Regarded now as one of the founders of bioinorganic chemistry, Groves turned his fascination with inorganic metal catalysts and his inclination for biological mechanisms into an entirely new field of study. His broad research career bridges the fundamental principles of inorganic chemistry with applied catalysis and functional bioinorganic chemistry, colleagues say.

“The discoveries that he made are the foundation for what so many people do,” says Paul Chirik, a professor of chemistry at Princeton and the newly appointed editor-in-chief of the ACS journal Organometallics. Groves’s groundbreaking proposal of the rebound mechanism in enzymatic C–H bond hydroxylation has withstood scrutiny for nearly four decades, Chirik adds. Groves’s trailblazing 1979 hydroxylation paper published in the Journal of the American Chemical Society has been cited more than 700 times (DOI: 10.1021/ja00498a040).

His recent work takes an imaginative leap forward to demonstrate manganese-catalyzed C–H fluorination. This is something that nature doesn’t do, Groves says. In his role as a chemist, he gets to study nature and “imagine what it hasn’t gotten around to doing yet.”

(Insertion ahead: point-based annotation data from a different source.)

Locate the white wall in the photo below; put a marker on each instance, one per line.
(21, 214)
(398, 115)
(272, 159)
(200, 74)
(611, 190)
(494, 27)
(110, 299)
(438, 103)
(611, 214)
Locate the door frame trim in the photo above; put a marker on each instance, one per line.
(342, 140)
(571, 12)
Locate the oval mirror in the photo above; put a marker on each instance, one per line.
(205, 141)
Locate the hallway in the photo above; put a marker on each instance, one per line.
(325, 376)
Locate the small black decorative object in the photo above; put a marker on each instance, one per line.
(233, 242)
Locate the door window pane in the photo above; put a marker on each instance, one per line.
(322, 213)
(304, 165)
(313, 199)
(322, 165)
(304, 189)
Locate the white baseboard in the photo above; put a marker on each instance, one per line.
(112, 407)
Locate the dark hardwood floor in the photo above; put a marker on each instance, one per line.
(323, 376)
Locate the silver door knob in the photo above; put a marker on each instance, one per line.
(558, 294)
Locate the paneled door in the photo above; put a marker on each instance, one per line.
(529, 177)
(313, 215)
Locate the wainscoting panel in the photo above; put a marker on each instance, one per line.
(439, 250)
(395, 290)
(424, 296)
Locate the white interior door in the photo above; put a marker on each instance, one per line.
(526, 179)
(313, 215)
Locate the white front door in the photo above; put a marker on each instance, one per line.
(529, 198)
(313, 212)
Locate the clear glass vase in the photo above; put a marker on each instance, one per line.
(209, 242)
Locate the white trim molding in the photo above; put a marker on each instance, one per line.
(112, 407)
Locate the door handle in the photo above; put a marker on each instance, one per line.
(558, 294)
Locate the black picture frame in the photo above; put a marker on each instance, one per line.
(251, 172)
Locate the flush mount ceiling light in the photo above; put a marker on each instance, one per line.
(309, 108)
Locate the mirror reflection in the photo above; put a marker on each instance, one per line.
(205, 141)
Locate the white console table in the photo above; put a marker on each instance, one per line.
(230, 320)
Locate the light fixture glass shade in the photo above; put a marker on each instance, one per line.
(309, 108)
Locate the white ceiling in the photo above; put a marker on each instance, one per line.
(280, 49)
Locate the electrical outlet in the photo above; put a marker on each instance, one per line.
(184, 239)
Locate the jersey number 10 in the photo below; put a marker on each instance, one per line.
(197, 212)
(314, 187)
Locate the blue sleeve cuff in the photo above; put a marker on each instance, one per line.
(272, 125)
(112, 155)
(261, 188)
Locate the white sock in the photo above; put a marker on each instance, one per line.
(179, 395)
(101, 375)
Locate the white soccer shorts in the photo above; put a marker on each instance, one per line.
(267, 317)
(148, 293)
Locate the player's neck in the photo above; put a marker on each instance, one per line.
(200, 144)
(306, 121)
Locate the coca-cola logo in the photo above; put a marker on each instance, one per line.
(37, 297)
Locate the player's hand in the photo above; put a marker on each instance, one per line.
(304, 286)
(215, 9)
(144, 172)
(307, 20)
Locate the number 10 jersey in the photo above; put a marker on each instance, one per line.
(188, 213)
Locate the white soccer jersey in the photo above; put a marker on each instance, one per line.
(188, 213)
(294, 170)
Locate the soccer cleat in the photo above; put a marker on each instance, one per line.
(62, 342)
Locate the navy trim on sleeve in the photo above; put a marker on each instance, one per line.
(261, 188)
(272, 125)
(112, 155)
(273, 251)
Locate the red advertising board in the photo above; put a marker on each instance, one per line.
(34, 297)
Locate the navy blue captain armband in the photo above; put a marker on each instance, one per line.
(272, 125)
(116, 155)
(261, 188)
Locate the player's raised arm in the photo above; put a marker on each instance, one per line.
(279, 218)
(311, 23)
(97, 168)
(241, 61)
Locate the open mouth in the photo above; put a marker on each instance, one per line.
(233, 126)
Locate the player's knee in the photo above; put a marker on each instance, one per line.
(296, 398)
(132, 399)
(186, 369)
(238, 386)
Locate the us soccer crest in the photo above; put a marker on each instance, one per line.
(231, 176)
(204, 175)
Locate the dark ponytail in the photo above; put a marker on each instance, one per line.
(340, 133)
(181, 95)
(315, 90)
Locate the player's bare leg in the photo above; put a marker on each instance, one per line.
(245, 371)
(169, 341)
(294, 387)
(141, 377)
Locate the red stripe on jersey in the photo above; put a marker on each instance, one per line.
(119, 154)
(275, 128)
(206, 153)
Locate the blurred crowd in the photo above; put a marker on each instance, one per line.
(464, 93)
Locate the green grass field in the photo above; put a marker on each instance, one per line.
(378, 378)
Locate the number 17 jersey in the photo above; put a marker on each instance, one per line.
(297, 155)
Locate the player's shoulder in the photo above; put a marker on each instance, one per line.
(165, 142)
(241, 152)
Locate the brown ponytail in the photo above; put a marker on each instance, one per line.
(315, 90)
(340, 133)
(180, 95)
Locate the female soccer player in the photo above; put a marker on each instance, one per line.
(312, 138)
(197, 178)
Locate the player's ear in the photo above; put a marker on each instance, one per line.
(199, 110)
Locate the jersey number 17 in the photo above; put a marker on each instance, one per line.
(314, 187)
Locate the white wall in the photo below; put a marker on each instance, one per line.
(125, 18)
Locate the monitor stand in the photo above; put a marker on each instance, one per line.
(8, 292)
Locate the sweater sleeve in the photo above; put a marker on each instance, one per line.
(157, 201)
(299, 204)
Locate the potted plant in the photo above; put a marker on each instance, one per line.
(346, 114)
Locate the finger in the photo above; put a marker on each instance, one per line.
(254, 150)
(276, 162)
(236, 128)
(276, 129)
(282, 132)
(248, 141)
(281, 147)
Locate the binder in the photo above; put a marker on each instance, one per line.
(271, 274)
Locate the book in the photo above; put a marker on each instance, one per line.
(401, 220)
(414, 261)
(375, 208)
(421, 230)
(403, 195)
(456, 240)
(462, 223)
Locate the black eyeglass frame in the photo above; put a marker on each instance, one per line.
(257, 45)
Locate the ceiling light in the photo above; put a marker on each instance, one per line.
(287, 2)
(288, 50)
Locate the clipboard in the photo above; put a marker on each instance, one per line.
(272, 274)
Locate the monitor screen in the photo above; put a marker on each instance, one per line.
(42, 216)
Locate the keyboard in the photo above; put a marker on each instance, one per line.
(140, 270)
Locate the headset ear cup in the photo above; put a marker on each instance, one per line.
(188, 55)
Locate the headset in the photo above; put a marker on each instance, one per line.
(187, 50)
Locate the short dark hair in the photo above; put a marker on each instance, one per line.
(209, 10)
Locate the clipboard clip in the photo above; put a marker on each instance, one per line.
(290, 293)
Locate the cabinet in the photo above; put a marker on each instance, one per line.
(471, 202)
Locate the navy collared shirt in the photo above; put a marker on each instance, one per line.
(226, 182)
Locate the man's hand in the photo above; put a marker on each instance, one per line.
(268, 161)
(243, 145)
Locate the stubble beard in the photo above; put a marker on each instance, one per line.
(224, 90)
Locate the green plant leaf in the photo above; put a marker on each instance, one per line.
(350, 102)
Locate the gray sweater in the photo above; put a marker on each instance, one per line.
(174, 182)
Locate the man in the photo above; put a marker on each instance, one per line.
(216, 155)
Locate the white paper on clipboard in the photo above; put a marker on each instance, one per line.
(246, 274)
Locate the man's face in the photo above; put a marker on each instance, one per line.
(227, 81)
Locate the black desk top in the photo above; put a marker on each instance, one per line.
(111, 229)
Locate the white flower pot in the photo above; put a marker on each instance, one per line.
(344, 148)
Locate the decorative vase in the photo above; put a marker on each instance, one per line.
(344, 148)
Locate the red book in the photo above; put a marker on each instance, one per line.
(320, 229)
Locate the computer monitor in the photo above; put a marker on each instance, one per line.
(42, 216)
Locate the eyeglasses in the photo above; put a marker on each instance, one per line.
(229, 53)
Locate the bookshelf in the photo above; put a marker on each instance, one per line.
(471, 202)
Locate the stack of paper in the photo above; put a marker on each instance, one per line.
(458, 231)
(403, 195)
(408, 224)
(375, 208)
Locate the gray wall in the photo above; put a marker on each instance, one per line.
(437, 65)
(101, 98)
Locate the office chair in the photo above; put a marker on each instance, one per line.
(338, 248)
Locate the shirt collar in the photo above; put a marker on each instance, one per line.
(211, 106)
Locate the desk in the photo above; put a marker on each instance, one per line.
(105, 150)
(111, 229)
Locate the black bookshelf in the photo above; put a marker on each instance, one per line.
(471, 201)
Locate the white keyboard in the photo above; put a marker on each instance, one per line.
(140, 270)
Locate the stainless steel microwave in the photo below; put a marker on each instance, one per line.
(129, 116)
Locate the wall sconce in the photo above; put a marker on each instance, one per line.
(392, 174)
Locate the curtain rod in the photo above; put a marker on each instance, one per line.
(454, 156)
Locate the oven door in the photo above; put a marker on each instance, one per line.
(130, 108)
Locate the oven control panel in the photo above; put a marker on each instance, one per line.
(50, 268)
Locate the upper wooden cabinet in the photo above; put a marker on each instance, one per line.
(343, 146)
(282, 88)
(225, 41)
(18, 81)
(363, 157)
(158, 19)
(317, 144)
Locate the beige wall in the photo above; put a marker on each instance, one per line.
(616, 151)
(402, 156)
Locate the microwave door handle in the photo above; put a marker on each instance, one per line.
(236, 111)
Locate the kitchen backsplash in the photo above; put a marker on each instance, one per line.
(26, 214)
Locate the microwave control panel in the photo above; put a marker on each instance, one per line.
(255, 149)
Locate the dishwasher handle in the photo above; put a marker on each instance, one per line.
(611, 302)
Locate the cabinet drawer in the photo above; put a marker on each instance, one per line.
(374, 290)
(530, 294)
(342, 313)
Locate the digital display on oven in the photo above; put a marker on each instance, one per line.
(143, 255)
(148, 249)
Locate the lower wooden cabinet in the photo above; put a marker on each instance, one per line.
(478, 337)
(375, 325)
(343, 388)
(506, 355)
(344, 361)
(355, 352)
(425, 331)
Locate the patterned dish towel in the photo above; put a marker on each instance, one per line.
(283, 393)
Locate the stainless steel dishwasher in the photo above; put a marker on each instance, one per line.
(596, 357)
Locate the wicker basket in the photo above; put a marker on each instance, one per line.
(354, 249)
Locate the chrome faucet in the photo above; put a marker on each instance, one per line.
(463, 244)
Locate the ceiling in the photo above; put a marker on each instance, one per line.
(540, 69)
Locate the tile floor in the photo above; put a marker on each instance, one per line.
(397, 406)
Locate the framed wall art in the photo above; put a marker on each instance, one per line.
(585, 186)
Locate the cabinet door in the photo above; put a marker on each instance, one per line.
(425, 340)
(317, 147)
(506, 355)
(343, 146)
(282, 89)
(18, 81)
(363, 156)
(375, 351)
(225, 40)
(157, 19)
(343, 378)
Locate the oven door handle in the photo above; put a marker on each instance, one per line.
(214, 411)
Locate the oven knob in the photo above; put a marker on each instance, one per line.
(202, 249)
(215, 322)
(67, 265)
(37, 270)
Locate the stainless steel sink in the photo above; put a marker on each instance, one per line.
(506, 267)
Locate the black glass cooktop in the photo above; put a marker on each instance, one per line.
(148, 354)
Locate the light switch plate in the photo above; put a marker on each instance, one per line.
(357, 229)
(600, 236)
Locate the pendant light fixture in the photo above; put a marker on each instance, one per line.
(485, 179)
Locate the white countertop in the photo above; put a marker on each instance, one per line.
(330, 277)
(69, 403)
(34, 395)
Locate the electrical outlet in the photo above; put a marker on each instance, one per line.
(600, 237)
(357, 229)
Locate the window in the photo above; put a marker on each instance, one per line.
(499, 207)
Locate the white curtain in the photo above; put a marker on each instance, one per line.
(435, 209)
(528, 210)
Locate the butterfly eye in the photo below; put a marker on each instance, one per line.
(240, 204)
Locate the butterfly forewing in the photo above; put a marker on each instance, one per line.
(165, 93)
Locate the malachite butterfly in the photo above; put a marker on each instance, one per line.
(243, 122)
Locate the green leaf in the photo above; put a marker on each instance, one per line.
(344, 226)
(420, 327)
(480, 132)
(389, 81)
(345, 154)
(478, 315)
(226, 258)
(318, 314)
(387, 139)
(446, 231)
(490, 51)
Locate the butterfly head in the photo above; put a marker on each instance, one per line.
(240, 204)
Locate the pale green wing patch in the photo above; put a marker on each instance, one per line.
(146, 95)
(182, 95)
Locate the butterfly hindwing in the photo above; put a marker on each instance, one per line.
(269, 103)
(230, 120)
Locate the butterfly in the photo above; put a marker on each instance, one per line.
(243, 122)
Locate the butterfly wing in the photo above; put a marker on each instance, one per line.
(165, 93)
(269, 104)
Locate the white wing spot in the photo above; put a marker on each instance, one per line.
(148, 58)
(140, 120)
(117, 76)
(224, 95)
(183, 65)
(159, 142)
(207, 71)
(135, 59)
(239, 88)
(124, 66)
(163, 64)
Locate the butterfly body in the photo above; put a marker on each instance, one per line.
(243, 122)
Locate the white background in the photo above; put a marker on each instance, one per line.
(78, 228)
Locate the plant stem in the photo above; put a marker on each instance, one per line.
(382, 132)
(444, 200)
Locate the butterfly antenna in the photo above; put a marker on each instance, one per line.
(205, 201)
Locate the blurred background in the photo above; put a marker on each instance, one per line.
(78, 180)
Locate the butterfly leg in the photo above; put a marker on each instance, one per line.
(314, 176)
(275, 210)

Groves received a bachelor’s degree at Massachusetts Institute of Technology in 1965 and a Ph.D. from Columbia University in 1969. He then joined the chemistry faculty of the University of Michigan as an assistant professor, earning tenure and full professorship during the ensuing decade. In 1985, Groves moved to the chemistry department of Princeton University. He was chair of the department from 1988 to 1993 and has held the Hugh Stott Taylor Chair of Chemistry since 1991.

He is a member of the National Academy of Sciences; a fellow of the Royal Society of Chemistry, the American Academy of Arts & Sciences, and the American Association for the Advancement of Science; and the cofounder of HepatoChem, a company that provides chemistry-based services used in drug discovery. Groves received the Ira Remsen Award from the Maryland chapter of the American Chemical Society in 2010 in recognition of his career in chemistry teaching and research.

Groves will present his award address before the Division of Inorganic Chemistry.